Super Speedy Syslog Searcher! (s4)

Speedily search and sort many syslog files by datetime.

Super Speedy Syslog Searcher (s4) is a command-line tool to search and sort syslog files within compressed files (.gz, .xz) and archives (.tar). The first goal of s4 is speedy searching and printing.

Build status docs.rs License

crates.io version crates.io downloads codecov.io Commits since Requirements Status



Use

Install super_speedy_syslog_searcher

lang-text cargo install super_speedy_syslog_searcher

Run s4

For example, print all the syslog lines in syslog files under /var/log/

lang-text s4 /var/log

Print only the syslog lines since yesterday

lang-text s4 /var/log -a $(date -d "yesterday" '+%Y-%m-%d')

Print only the syslog lines that occurred two days ago

lang-text s4 /var/log -a $(date -d "2 days ago" '+%Y-%m-%d') -b $(date -d "1 days ago" '+%Y-%m-%d')

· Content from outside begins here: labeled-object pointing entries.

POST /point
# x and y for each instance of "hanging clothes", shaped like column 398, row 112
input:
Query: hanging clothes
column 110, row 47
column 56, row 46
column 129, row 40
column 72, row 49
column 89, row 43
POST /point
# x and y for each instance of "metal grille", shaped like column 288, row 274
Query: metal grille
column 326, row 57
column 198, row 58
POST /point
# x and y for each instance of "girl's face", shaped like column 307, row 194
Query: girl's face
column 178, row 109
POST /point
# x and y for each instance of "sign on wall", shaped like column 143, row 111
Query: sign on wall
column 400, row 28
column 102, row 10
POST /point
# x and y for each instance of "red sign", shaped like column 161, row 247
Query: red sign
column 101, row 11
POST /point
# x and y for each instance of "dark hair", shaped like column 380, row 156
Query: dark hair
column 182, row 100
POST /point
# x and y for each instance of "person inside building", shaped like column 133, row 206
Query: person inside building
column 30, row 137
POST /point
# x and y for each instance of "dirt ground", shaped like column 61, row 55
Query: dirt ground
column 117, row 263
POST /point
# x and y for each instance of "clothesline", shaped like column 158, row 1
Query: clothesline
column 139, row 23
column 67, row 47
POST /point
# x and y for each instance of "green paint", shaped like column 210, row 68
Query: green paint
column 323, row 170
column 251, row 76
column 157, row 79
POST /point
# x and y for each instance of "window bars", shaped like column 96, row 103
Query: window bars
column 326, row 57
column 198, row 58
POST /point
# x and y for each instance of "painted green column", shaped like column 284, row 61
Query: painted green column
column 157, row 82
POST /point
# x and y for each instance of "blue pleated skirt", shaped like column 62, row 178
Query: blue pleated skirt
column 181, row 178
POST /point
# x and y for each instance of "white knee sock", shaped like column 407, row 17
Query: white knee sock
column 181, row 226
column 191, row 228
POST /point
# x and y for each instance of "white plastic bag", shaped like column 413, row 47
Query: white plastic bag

Print only the syslog lines that occurred two days ago during the noon hour

lang-text s4 /var/log -a $(date -d "2 days ago 12:00" '+%Y-%m-%dT%H:%M:%S') -b $(date -d "2 days ago 13:00" '+%Y-%m-%dT%H:%M:%S')

Print only the syslog lines that occurred two days ago during the noon hour in Bengaluru, India (timezone offset +05:30) and prepended with equivalent UTC datetime.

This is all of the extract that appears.